Albus lui sourit et acquiesça. Il posa quelques questions à Ariane concernant son séjour à Ste-Mangouste et lui confirma qu'elle pourrait aller à Poudlard dès qu'elle serait assez en forme. Elle demanda s'il était possible de lui amener des livres. Ariane était avide de connaissances, un nouveau monde s'ouvrait devant elle, un monde merveilleux, et elle n'avait qu'une envie, y plonger tête première. Chez les Dursley, elle avait sombré dans le désespoir, croyant qu'elle allait passer le reste de sa vie enfermée au risque d'être exécutée. Quels monstres, pensa Ariane. Malgré tout, elle regrettait son geste, elle n'avait pas voulu les tuer, elle voulait juste que Vernon arrête de la frapper, elle voulait juste être libre.
«Bien, je ne te dérangerai pas plus longtemps, tu dois être fatiguée.»

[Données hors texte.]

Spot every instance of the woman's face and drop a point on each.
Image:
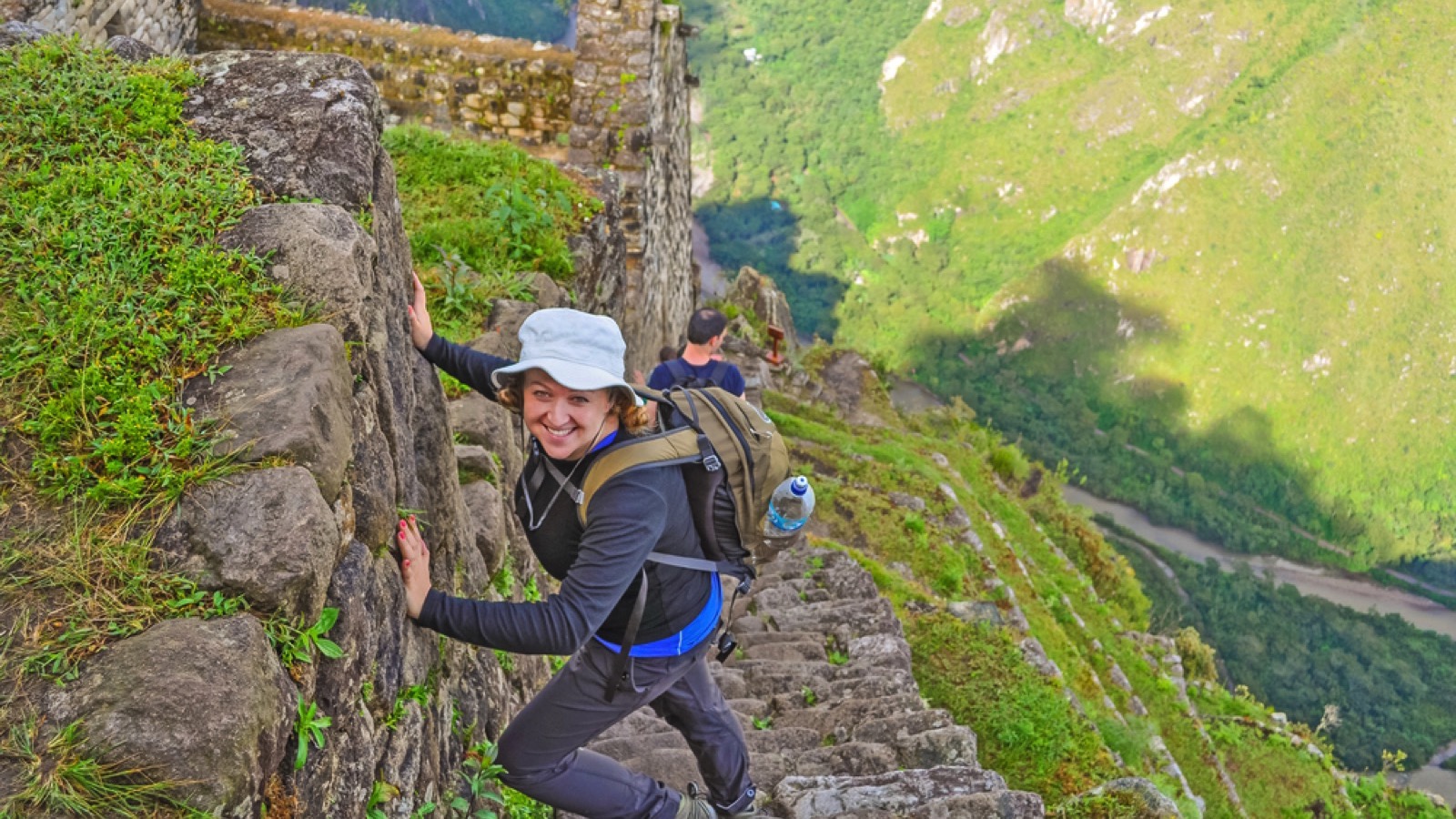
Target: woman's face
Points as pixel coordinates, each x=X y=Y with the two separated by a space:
x=565 y=421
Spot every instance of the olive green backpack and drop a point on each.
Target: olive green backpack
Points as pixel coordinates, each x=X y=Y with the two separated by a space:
x=732 y=458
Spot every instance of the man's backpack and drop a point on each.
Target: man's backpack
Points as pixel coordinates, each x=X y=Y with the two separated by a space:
x=683 y=375
x=732 y=457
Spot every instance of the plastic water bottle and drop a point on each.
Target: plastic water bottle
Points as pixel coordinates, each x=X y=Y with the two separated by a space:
x=790 y=508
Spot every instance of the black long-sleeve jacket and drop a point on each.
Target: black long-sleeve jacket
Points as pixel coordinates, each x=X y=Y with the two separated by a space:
x=599 y=566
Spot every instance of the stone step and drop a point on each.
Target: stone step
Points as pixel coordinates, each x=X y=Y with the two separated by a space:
x=747 y=640
x=844 y=738
x=839 y=719
x=844 y=620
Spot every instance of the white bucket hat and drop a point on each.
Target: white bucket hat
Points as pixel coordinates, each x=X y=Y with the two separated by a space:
x=577 y=350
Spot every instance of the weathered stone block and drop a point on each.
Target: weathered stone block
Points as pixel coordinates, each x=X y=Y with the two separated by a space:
x=203 y=704
x=266 y=535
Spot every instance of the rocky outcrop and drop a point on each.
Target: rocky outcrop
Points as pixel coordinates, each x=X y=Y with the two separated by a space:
x=832 y=712
x=284 y=395
x=266 y=535
x=203 y=704
x=849 y=383
x=361 y=421
x=754 y=292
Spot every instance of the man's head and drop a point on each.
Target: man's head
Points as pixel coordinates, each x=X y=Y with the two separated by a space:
x=705 y=325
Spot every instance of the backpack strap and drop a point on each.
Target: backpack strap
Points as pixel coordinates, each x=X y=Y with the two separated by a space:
x=561 y=480
x=679 y=370
x=619 y=663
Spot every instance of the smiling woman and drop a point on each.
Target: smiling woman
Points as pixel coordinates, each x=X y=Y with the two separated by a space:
x=638 y=630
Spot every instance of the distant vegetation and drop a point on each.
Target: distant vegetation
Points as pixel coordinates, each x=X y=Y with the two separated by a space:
x=1269 y=315
x=1392 y=682
x=482 y=220
x=1081 y=602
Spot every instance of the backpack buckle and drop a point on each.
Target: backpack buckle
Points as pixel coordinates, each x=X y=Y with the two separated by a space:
x=711 y=460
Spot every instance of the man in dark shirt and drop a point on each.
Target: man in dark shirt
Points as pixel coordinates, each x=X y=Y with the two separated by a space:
x=701 y=365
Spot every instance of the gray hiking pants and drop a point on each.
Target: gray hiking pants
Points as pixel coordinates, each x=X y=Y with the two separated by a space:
x=542 y=748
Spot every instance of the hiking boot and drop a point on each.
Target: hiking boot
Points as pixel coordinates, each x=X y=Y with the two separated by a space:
x=695 y=804
x=740 y=809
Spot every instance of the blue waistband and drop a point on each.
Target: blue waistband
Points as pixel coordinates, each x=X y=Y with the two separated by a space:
x=684 y=640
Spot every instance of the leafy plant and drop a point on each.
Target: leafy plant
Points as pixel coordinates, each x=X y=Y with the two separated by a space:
x=482 y=778
x=298 y=644
x=419 y=694
x=379 y=794
x=309 y=729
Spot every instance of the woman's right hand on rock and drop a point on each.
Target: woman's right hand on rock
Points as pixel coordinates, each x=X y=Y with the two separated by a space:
x=414 y=566
x=420 y=327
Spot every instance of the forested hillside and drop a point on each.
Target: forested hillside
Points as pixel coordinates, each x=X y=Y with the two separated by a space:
x=528 y=19
x=1198 y=249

Ariane n'avait pas osé demander, mais elle était convaincue qu'il s'était passé quelque chose dans le sous-sol. Elle se sentait différente, comme si quelqu'un la regardait alors qu'il n'y avait personne dans la pièce. Elle frissonna. Ce n'était peut-être qu'une impression.
Dans les semaines qui suivirent, Albus la visita, s'enquérant de son bien-être. Il aimait bien la jeune fille, elle était polie et curieuse. Elle posait beaucoup de questions et il se faisait toujours une joie de la visiter. Et il avait si peu de joie dans sa vie présentement.
Ariane était de plus en plus en forme, si bien qu'elle pouvait maintenant commencer sa rééducation. Ses muscles et ses os étaient si affaiblis que se nourrir seule la laissait essoufflée et en sueur. Jour après jour, elle travaillait du matin au soir, faisait religieusement ses exercices, repoussant la douleur et la fatigue. Elle allait aller à Poudlard. Elle allait faire de la magie. Jours après jours, semaines après semaines elle cochait ses exploits sur un grand tableau que le personnel lui avait dessiné.
Manger
Se laver
S'habiller
Écrire
Marcher
Courir
Sauter
Une semaine avant la rentrée elle fit sa valise. Direction Poudlard.